15 Temmuz sadece halkın darbesavar olmak gibi çok müstesna bir
vasfını ortaya çıkarmadı, aynı zamanda birden fazla şeyin de miladı
oldu. Milat hiçbir şeyin artık eskisi gibi olmayacağı dönüm
noktalarına diyoruz. Yani bir nevi doğuş. Silkiniş ve kendine
gelişten yola çıkarak söyleyecek olursak bir diriliş, yani ’
ba’subağdel mevt’ halidir. Uyuyan toplumlar her zaman kurulmuş
saatlerle ya da münadilerin nidalarıyla uyanmazlar. Bazen de
sarsıcı olaylar, yol açıcı vakalar uyarıcı vazifesi görür. 15
Temmuz gecesi insanlar sabaha uyandıklarında daha önce yaptıkları
bütün ezberleri unuttular. Okudukları kitapların kapısından geri
dönenler oldu. Bilgi, bilgin, bilge, hoca, efendi, hoca efendi gibi
uluorta bol keseden dağıtılan yaftalar birer birer yıkılıverdi.

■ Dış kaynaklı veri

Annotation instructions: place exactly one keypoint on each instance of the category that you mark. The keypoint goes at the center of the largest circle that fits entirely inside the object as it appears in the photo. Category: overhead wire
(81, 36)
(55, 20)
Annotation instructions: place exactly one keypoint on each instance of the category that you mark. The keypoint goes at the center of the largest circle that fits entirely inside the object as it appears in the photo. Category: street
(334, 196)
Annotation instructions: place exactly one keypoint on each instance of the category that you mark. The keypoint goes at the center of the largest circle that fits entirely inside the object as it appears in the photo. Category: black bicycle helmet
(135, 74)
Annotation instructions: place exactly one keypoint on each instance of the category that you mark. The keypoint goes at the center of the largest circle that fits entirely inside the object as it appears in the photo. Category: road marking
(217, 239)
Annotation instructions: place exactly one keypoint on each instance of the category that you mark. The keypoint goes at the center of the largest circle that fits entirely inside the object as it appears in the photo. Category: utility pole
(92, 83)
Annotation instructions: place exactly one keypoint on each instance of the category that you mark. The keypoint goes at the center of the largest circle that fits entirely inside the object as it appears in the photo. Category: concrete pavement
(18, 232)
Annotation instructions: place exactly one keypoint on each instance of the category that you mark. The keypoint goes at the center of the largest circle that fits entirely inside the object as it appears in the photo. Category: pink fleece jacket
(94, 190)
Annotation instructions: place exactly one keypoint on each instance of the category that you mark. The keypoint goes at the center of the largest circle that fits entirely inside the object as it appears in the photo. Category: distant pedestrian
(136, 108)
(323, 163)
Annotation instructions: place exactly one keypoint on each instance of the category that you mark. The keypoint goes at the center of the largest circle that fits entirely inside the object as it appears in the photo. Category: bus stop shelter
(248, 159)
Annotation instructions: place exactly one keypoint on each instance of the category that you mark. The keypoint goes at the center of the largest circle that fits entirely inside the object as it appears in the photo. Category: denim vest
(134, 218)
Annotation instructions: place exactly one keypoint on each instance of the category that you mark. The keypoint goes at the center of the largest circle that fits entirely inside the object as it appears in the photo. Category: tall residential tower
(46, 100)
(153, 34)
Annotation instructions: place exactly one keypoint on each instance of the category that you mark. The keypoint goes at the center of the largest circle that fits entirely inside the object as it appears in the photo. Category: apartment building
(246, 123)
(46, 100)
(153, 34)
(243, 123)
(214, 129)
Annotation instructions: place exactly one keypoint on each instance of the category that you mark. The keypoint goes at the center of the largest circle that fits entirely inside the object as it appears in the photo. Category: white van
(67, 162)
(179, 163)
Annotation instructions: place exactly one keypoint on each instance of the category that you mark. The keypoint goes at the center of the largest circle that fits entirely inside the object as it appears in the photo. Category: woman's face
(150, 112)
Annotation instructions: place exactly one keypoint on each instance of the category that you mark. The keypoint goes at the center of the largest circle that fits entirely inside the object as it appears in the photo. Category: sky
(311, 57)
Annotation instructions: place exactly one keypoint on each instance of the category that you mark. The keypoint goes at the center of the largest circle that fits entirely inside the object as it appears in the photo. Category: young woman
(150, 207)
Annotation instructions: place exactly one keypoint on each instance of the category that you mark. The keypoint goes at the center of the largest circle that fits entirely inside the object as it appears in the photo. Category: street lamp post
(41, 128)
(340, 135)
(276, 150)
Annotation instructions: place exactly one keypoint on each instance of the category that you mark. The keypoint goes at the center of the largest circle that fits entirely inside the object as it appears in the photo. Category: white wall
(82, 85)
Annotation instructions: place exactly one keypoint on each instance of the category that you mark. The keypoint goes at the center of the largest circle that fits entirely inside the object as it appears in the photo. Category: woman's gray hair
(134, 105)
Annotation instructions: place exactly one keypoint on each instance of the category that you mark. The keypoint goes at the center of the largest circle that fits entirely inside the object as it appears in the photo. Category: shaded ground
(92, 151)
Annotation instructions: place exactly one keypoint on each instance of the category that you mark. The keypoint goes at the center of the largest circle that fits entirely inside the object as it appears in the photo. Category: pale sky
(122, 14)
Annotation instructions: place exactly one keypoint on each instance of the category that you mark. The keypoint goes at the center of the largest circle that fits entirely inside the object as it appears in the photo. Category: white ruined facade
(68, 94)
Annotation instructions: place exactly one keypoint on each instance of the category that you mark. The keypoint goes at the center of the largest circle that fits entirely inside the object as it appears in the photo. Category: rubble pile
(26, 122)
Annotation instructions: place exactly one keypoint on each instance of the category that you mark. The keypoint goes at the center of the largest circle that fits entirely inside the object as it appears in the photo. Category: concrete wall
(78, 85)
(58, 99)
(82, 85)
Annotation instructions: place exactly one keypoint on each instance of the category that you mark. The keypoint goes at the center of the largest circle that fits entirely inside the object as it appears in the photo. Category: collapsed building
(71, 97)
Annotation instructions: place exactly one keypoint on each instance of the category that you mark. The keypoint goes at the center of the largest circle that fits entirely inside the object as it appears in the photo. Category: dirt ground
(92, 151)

Hocanın takkesi düştü keli göründü. Hocaefendi(!)lerin sarıkları
çözüldü, cübbeleri kaydı, bir gecede sakalları ağardı. Aklını
kullanmayanlar, başkalarının aklına uyanlar rezili rüsva oldular.
İslami terminoloji kendinde keramet vehmeden zavallı kişilerin
tekelinden kurtularak yeniden formatlandı. Hafızlar hafızalarını
yeniden yokladılar. Cümlemiz la havle çekip yeniden abdest
tazeledik. Bundan böyle hiçbir şey determinist ilkelere bağlı
kalmak ya da ders kitaplarının öğrettiği şekilde olmak zorunda
değildir artık. Zira bu millet için tankın üstü ile altı arasında
hiçbir fark yoktur. Kanlı Fetö kalkışmasının herkese öğrettiği bir
şeyler oldu. En çok da toplumsal hafızaya, maşeri şuura, kolektif
bilince unutulmaz mesajlar sundu bu meşum gürültü. Nasıl mı?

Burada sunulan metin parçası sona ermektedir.